Not only would it be cool; there are three reasons the double join requirement is a problem:

  1. The user experience sucks. I probably don’t need to belabor this point, we’ve all seen too-true-to-be-funny videos making fun of these issues. Double-join, from a UX perspective looks like this: “Hey I have that spreadsheet.  Let me join the call and show everyone.” (big delay) “What’s the code?”And when the new device gets into the call – audio feedback screeches to everyone until I can remember to mute my laptop. “Can you mute? Wait is that my mic? …I’m already on mute…”  I then have to ask permission to share my laptop, even though I’m sitting right next to the meeting host, etc… Not only is this a distraction from a smooth meeting flow; it’s simply annoying (and even stressful).Things are like this because the technology was built for remote-to-remote use cases and didn’t contemplate what happens when several people are working in the same space. If this was contemplated – I’m pretty sure the user workflow would not have been designed this way.
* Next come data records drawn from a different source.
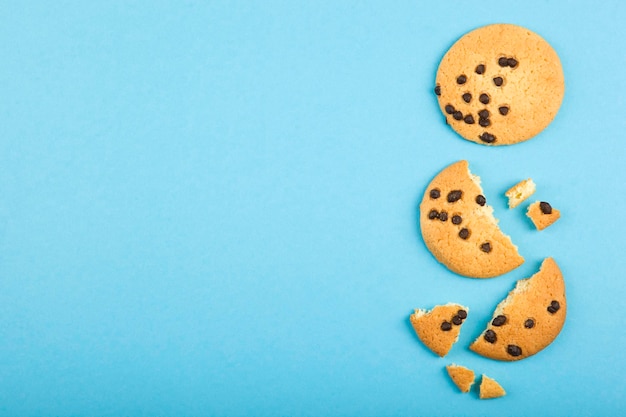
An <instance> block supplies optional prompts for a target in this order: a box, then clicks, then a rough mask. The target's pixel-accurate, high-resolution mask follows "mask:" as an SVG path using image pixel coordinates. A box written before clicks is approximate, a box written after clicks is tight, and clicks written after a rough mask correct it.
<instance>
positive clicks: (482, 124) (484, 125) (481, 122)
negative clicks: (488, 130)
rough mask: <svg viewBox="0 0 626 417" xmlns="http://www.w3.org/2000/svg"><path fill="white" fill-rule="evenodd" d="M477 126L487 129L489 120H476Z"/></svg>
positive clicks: (483, 119) (490, 121)
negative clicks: (480, 126)
mask: <svg viewBox="0 0 626 417" xmlns="http://www.w3.org/2000/svg"><path fill="white" fill-rule="evenodd" d="M478 124H479V125H481V126H482V127H488V126H490V125H491V121H490V120H489V119H483V118H482V117H481V118H480V119H478Z"/></svg>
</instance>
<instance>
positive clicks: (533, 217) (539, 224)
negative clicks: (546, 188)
mask: <svg viewBox="0 0 626 417" xmlns="http://www.w3.org/2000/svg"><path fill="white" fill-rule="evenodd" d="M526 216H528V218H530V220H532V222H533V224H534V225H535V227H536V228H537V230H543V229H545V228H546V227H548V226H550V225H551V224H553V223H554V222H556V221H557V220H558V219H559V218H560V217H561V212H560V211H559V210H557V209H555V208H554V207H552V205H551V204H550V203H548V202H545V201H535V202H534V203H532V204H531V205H530V206H529V207H528V211H527V212H526Z"/></svg>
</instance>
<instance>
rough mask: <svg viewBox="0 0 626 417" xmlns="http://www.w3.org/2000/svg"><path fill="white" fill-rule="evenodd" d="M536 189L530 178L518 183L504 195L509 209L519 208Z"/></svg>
mask: <svg viewBox="0 0 626 417" xmlns="http://www.w3.org/2000/svg"><path fill="white" fill-rule="evenodd" d="M536 189H537V186H536V185H535V182H534V181H533V180H532V179H531V178H528V179H526V180H523V181H520V182H518V183H517V184H515V185H514V186H513V187H511V188H509V190H508V191H507V192H506V193H505V195H506V196H507V198H508V199H509V208H515V207H517V206H519V205H520V203H521V202H523V201H524V200H526V199H527V198H528V197H530V196H531V195H533V194H534V193H535V190H536Z"/></svg>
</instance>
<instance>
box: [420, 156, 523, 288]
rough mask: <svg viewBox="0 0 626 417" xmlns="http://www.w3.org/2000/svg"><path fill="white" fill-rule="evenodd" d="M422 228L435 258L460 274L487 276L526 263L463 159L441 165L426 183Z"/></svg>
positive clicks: (506, 270) (468, 275) (426, 244)
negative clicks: (497, 219)
mask: <svg viewBox="0 0 626 417" xmlns="http://www.w3.org/2000/svg"><path fill="white" fill-rule="evenodd" d="M420 229H421V231H422V237H423V238H424V243H425V244H426V247H428V249H429V250H430V252H431V253H432V254H433V255H434V256H435V258H436V259H437V260H438V261H439V262H441V263H442V264H444V265H445V266H446V267H448V268H449V269H450V270H452V271H453V272H456V273H457V274H460V275H463V276H467V277H472V278H491V277H495V276H498V275H502V274H504V273H507V272H509V271H511V270H513V269H515V268H517V267H518V266H520V265H521V264H522V263H523V262H524V258H523V257H522V256H520V254H519V253H518V251H517V246H515V245H514V244H513V242H511V238H509V237H508V236H506V235H505V234H504V233H502V231H501V230H500V228H499V227H498V220H497V219H496V218H495V217H494V215H493V208H492V207H491V206H489V205H488V204H487V200H486V198H485V196H484V195H483V190H482V189H481V187H480V178H479V177H478V176H476V175H473V174H472V173H471V172H470V171H469V165H468V163H467V161H458V162H455V163H453V164H452V165H450V166H448V167H446V168H444V169H443V170H442V171H441V172H440V173H439V174H437V176H435V178H434V179H433V180H432V181H431V182H430V184H429V185H428V187H427V188H426V191H425V193H424V197H423V198H422V202H421V204H420Z"/></svg>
There’s a huge deficit in human-centered design. Our technology should work the way we work as humans, not require us to engage in a series of backflips simply to share content.
  2. Double-join costs internet bandwidth (read: real money). It turns out many companies track this cost directly with a fairly complex worksheet that computes the up/down bandwidth used in their video meetings along with a complex equation of where the call originated, how it was routed and other factors. I couldn’t get those companies to share that data with us, but let’s do some simple math.The average U.S. cost of bandwidth to the cloud is about $74 for every Mbps per month. This equates to only .0052 cents per min of bandwidth. Zoom reports that you need about 2Mbps both up and down for each endpoint in a call, so that’s 0.0208 cents/min. We know from our own analytics data that the average meeting involves about 7 participants and, about 2.8 content sources from different devices, in addition to the meeting host in the room are shared during a one hour call. This means for a one hour call, if everyone that’s sharing double-joins, your cost is $4.74 per meeting. Of course, this assumes everyone is double-joined the entire time, but I’ve never seen people drop-off a call once they double-join to save bandwidth.Is this a lot? It is if you’re a financial professional that I recently talked to, who estimates their number of monthly video-enabled meetings exceeds 15,800 worldwide. This is a hard cost of $74,800 that is simply wasted per month.
  3. Double-join hides the real use case. If you want to understand how to best deploy and support technology in your workplace, then accurate use data is super important. A friend who ran unified communications for Voya once told me they go to great lengths to track room occupancy, call rates and quality to better optimize their software subscriptions and real-estate decisions. In digging in, they discovered that more than 60 percent of their videoconferencing meetings were actually in-room only. Users would join conference calls to enable screen sharing to the room display. He realized that they were overpaying for their unified communications infrastructure by a large amount. When users, whose intent is only to share their screen to the room, are hiding inside of the double-join, you may not know about their true intent. Were they only showing something to their colleagues who are sitting right next to them?Masking these two very different use cases into a single workflow is not only bad for the users but also bad for IT admins, facilities planners and CIOs who need to understand their own meeting culture. Despite reports of “meeting fatigue” being widespread, most employees do find meetings useful – as long as the meeting themselves are useful.Bad user experience is a productivity and morale killer, especially for millennials, who are digital natives that value collaboration — and whose predominance in the workforce has driven significant growth in the adoption of unified communications.

So what’s the answer here? As with anything, we first need to admit we have a problem. Our community (the technology and AV world) is full of very creative, innovative people. Let’s admit double-join is not how things should be and go find a solution!